February 2 @ 7:00 pm – 8:30 pm
What’s Up With Wood Ducks? What Research Is telling Us about the Wood Duck Population, Nesting Boxes, and Disease Ecology In the Atlantic Flyway
Wood Ducks are a highly popular and beautiful species of waterfowl in both the Atlantic and Mississippi Flyways; and, as such, folks usually want to know how they are doing and where they are going. In the Atlantic Flyway, research is lacking on the status of artificial nest boxes with Wood Duck populations as well as on the possibility of pathogens lurking within nest boxes which could have a negative impact on the ability of hens being able to hatch their young. Join Jake Shurba of Clemson University as he shares with us the wonderful world of Wood Ducks and addresses whether or not nest boxes are a healthy environment for this species in the 21st century and management tools which could be used to minimize microbial impacts on Wood Duck eggs.

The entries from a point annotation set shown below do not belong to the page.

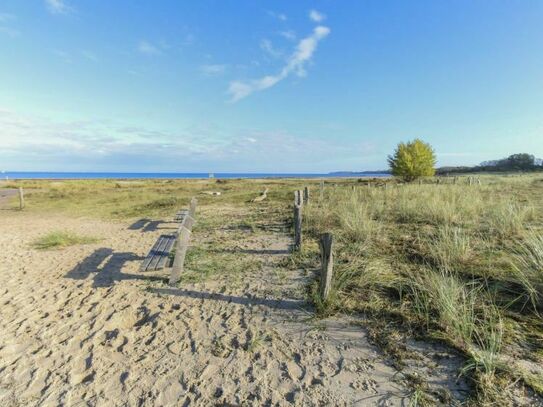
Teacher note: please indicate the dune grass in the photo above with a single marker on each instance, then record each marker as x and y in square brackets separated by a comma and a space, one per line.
[455, 261]
[60, 239]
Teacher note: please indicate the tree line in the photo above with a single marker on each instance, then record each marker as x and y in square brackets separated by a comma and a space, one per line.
[417, 159]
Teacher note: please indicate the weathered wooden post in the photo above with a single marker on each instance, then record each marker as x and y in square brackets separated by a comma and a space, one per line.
[322, 191]
[181, 246]
[21, 198]
[192, 208]
[306, 195]
[297, 227]
[327, 265]
[298, 197]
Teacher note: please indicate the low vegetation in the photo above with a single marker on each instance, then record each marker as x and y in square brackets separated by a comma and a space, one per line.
[458, 263]
[59, 239]
[454, 262]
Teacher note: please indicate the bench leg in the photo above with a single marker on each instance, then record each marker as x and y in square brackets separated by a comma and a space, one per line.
[181, 247]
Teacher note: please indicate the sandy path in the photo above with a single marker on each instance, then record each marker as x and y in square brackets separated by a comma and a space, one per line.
[81, 326]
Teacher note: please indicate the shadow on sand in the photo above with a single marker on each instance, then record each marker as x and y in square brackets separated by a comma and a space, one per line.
[232, 299]
[149, 225]
[106, 266]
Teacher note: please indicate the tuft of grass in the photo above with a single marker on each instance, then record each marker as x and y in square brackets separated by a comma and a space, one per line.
[528, 267]
[450, 248]
[59, 239]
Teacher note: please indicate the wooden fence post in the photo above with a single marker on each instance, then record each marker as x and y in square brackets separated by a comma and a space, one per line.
[297, 227]
[21, 198]
[181, 246]
[322, 191]
[298, 197]
[327, 264]
[306, 195]
[192, 208]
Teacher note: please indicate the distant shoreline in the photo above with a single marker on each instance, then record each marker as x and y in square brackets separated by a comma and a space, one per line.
[22, 175]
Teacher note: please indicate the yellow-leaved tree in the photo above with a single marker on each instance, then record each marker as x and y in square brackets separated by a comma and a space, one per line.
[413, 160]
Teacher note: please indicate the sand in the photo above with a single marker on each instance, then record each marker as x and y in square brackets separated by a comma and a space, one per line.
[82, 326]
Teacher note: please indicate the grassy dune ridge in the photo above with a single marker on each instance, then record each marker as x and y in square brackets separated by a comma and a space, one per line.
[460, 263]
[452, 262]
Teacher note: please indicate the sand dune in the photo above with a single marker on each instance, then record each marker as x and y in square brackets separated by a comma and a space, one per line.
[82, 326]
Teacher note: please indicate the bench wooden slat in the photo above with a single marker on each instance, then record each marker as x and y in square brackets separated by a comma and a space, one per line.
[158, 255]
[164, 260]
[180, 216]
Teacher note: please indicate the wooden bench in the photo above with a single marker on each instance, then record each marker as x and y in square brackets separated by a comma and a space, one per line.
[160, 256]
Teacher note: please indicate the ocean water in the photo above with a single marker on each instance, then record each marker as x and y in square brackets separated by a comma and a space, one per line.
[173, 175]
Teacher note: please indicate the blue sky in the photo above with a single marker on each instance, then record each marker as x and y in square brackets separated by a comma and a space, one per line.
[273, 86]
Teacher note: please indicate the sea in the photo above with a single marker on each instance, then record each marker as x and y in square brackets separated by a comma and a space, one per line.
[11, 175]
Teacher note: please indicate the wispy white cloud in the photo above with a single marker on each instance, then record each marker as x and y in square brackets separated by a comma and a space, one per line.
[58, 6]
[316, 16]
[289, 35]
[5, 28]
[35, 143]
[213, 69]
[267, 46]
[147, 48]
[295, 64]
[279, 16]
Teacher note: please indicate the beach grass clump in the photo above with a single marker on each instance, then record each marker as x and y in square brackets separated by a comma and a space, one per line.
[528, 267]
[448, 260]
[450, 248]
[60, 239]
[507, 219]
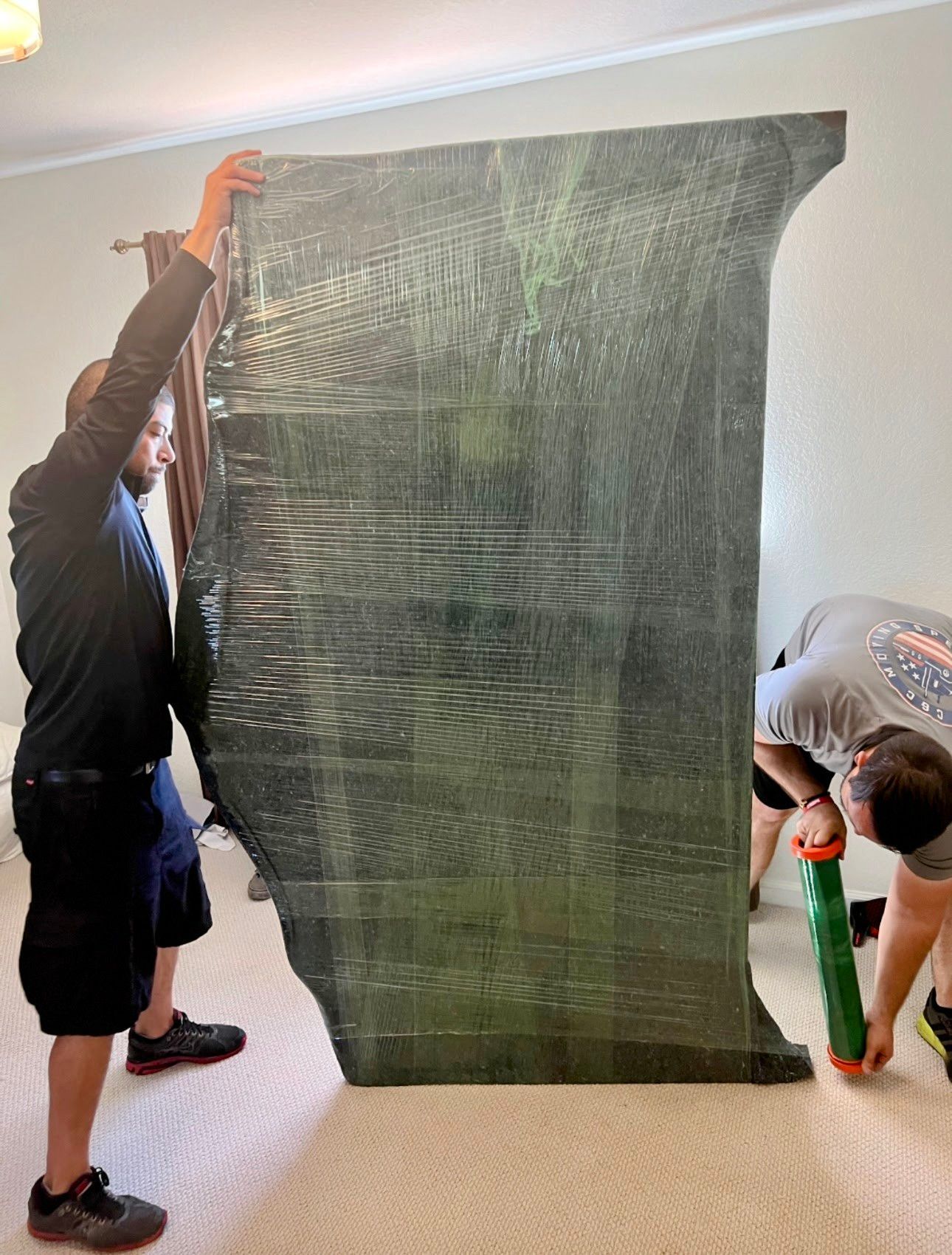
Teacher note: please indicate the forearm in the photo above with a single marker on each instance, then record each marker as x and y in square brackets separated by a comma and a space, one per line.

Jake Shurba is a graduate student affiliated with the Clemson University Kennedy Waterfowl and Wetlands Conservation Center in South Carolina. Headquartered at the Baruch Institute of Coastal Ecology and Forest Science along the Waccamaw Neck, the Kennedy center is the first endowed waterfowl and wetlands conservation center along the 3000 mile Atlantic Flyway.
Join us by Zoom at 7 PM on Wednesday February 2, 2021. This program is being presented by the Mequon Nature Preserve and is co-sponsored by the Ozaukee-Washington Birding Coalition, a consortium of environmental organizations consisting of the Mequon Nature Preserve, the Friends of the Cedarburg Bog, the Riveredge Nature Center, and the Lac Lawrann Conservancy.